À propos des TTL, notez qu'il est logique que les TTL soient assez longs pour les NID (une information normalement très stable, je dirais que plusieurs jours ne sont pas un problème). En revanche, les L32 et L64 peuvent avoir des TTL bien plus courts (le RFC ne donne pas de chiffre mais, disons, moins d'une minute), surtout si la machine ou le réseau est mobile. On peut alors s'inquiéter « est-ce que ces courts TTL, empêchant une mise en cache sérieuse, ne vont pas augmenter excessivement la charge sur le système DNS, et ralentir les requêtes ? ». Mais plusieurs articles (« Reducing DNS Caching », « DNS performance and the effectiveness of caching ») ont montré que les caches du DNS étaient surtout rentables pour l'information d'infrastructure (enregistrements NS et colle).

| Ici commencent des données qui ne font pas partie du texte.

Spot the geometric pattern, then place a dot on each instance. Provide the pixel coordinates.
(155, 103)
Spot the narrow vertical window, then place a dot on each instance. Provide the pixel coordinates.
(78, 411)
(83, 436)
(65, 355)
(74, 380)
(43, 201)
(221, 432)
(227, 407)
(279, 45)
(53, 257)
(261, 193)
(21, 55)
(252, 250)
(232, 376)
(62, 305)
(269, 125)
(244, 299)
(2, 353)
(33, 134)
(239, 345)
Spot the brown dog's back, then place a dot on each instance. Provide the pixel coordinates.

Pour les enregistrements « terminaux » comme les adresses IP ou les localisateurs, les caches sont moins nécessaires.

Un petit mot sur la sécurité, maintenant. Comme les informations nécessaires sont vraiment critiques (un L64 erroné et tout le trafic va à une autre machine), la section 4 recommande d'utiliser DNSSEC (RFC 4033) pour protéger ses informations. (À l'été 2012, le déploiement de DNSSEC est très avancé, alors que celui d'ILNP est inexistant. Il est donc raisonnable de compter que DNSSEC sera disponible.) Lors des mises à jour dynamiques, il faut utiliser les sécurités décrites dans le RFC 3007. Par exemple, avec le serveur de noms Yadifa, on peut mettre à jour dynamiquement une zone signée. On copie la clé privée (par exemple, pour une clé générée avec dnssec-keygen pour la zone secure.example, le fichier de la clé privée peut être Ksecure.example.+005+05461.private) dans le répertoire indiqué par la directive keyspath de Yadifa et c'est tout. Les mises à jour dynamiques seront faites et automatiquement signées. Le journal de Yadifa dira :

2012-09-25 20:54:12.754705 | server   | I | update (831e) secure.example. SOA (127.0.0.1:44480)
2012-09-25 20:54:12.754749 | server   | D | database: update: checking DNSKEY availability
2012-09-25 20:54:12.754778 | server   | D | database: update: processing 0 prerequisites
2012-09-25 20:54:12.754791 | server   | D | database: update: dryrun of 2 updates
2012-09-25 20:54:12.754828 | server   | D | database: update: opening journal page
2012-09-25 20:54:12.755008 | server   | D | database: update: run of 2 updates
2012-09-25 20:54:13.000526 | server   | D | database: update: closed journal page

À la date de publication de ce RFC, il n'existe pas encore de logiciel DNS qui gère ILNP.

Pour finir, quelques articles sur l'idée d'utiliser le DNS pour localiser une machine mobile : « An End-To-End Approach To Host Mobility », « Reconsidering Internet Mobility » et « Mobile Host Location Tracking through DNS ».